Bénin : Patrice Talon enfin président après une longue traversée du désert
Il avait rêvé d’être pilote de ligne. Sans succès. Avant de devenir «le roi du coton» et l’homme le plus riche du Bénin.
A la tête d’un véritable empire, Patrice Talon fut longtemps un acteur incontournable de deux secteurs-clé de l’économie béninoise : le coton et le port de Cotonou.
Il commence à s’intéresser à la politique au début des années 1990 et n’hésite pas à piocher dans son immense fortune pour financer des candidats à la magistrature suprême de son pays.
C’est lui qui a mis en selle le président sortant Thomas Boni Yayi dont il a largement financé les campagnes en 2006 et en 2011, avant de devenir son pire ennemi.
Une longue traversée du désert
La chute est vertigineuse. Patrice Talon, le faiseur de roi, est accusé d’être l’instigateur d’une rocambolesque affaire de tentative d’empoisonnement du chef de l’Etat. Mais l’homme a déjà fui son pays pour échapper aux accusations de malversations.
«J’ai quitté Cotonou par la brousse, j’étais menacé»avait-t-il confié à l’hebdomadaire Jeune Afrique en Novembre 2012 alors qu’il s’était installé dans la capitale française.
Arrêté en France, puis libéré, il est à nouveau accusé en 2013, d’être impliqué dans une tentative d’attentat à la sûreté de l’Etat. Sa longue traversée du désert s’achèvera en mai 2014. Le président Thomas Boni Yayi lui accorde le pardon et lui permet de rentrer de son exil parisien.
De retour dans son pays en 2015, il se lance aussitôt dans la course à l’élection présidentielle, «Peut être une façon de se protéger en devenant un acteur politique important au lieu d’être un homme d’affaires riche mais vulnérable», analyse Gilles Yabi, fondateur du cercle de réflexion ouest-africain Wathi, basé à Dakar.
Le candidat de la rupture
Pendant sa campagne, Patrice Talon se définit comme «le candidat de la rupture». Rupture avec le système Yayi Boni dont il a dressé un bilan désastreux lors du face-à-face télévisé qui l’a opposé à Lionel Zinsou, le candidat soutenu par le président sortant. «Une république bananière, devenue la risée du monde», a martelé Fabrice Talon, reprochant à son adversaire d’être complice «d’un Etat voyou».
Tout au long de la campagne qui s’est déroulée sans grand incident, l’homme d’affaire béninois s’est attaché à accuser son adversaire, un métis franco-béninois, d’être un maillon de la Françafrique en insistant sur sa supposée méconnaissance du pays.
«Vous êtes un Premier ministre français, vous êtes français» ou encore, vous avez «le syndrome du gouverneur dans une contrée de sauvages», avait-t-il lancé à Lionel Zinsou.
Des accusations qui ont fait mouche auprès d’un électorat surpris par «le parachutage» d’un candidat nommé premier ministre en Juin 2015, après avoir fait sa carrière loin du marigot politique béninois.
Patrick Talon a été soutenu, au deuxième tour, par 24 candidats parmi lesquels, Sébastien Ajavon, un autre homme d’affaires béninois qui a fait fortune dans l’agro-alimentaire.

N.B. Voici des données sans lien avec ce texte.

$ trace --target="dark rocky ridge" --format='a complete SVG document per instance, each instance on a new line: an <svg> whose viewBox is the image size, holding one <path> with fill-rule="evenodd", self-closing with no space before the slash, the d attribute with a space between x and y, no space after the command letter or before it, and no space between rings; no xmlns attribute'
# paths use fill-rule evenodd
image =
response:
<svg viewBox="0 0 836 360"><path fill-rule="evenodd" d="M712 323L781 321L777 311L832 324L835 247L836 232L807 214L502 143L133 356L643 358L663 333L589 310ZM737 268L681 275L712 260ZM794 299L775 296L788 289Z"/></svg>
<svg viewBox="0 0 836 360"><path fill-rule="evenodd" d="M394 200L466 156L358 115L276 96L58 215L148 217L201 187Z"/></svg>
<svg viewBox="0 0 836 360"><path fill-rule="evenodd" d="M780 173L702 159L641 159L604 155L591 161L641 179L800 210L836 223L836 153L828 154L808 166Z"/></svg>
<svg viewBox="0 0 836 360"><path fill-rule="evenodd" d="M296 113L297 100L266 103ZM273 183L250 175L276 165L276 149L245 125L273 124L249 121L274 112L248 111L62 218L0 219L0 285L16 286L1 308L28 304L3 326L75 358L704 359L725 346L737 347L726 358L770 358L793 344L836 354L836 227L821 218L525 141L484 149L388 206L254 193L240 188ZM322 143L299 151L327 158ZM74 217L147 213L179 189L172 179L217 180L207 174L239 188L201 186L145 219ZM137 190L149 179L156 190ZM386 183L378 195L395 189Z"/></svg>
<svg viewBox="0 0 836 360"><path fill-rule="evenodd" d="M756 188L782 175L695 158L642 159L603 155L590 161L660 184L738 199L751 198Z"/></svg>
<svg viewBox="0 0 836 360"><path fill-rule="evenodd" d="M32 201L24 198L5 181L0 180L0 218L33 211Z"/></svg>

Il était arrivé troisième au premier tour du scrutin. De quoi susciter quelques interrogations des observateurs de la vie politique béninoise.
«Jusque là, les hommes d’affaires béninois se contentaient de financer la campagne des hommes politiques. Cette fois-ci, ils ont décidé eux-mêmes d’aller au charbon, de devenir calife à la place du calife. Le problème que cela peut poser, c’est qu’il y ait confusion de genre pour ces gens qui sont déjà en position dominante dans l’économie et qui contrôlent le pouvoir politique.
Est-ce-que il n’y a pas de risque pour le pluralisme et la démocratie» ?, s’interroge Francis Kpatindé, journaliste et enseignant à Sciences-Po Paris. Un bon connaisseur du Bénin.
Sa réussite sociale fait rêver
Patrice Talon avait épaté les électeurs en se rendant dans son bureau de vote, le 6 mars 2016, au volant de son coupé Porsche. Sa réussite sociale et son goût pour le luxe font rêver une partie de la jeunesse béninoise, qui voit en lui celui qui saura créer des emplois et de la richesse à l’échelle du pays.
Il promet de faire table rase du passé. Outre le chômage des jeunes, le successeur de Boni Yayi devra s’atteler à la lutte contre la corruption et fournir aux Béninois une meilleure éducation et de meilleurs services de santé.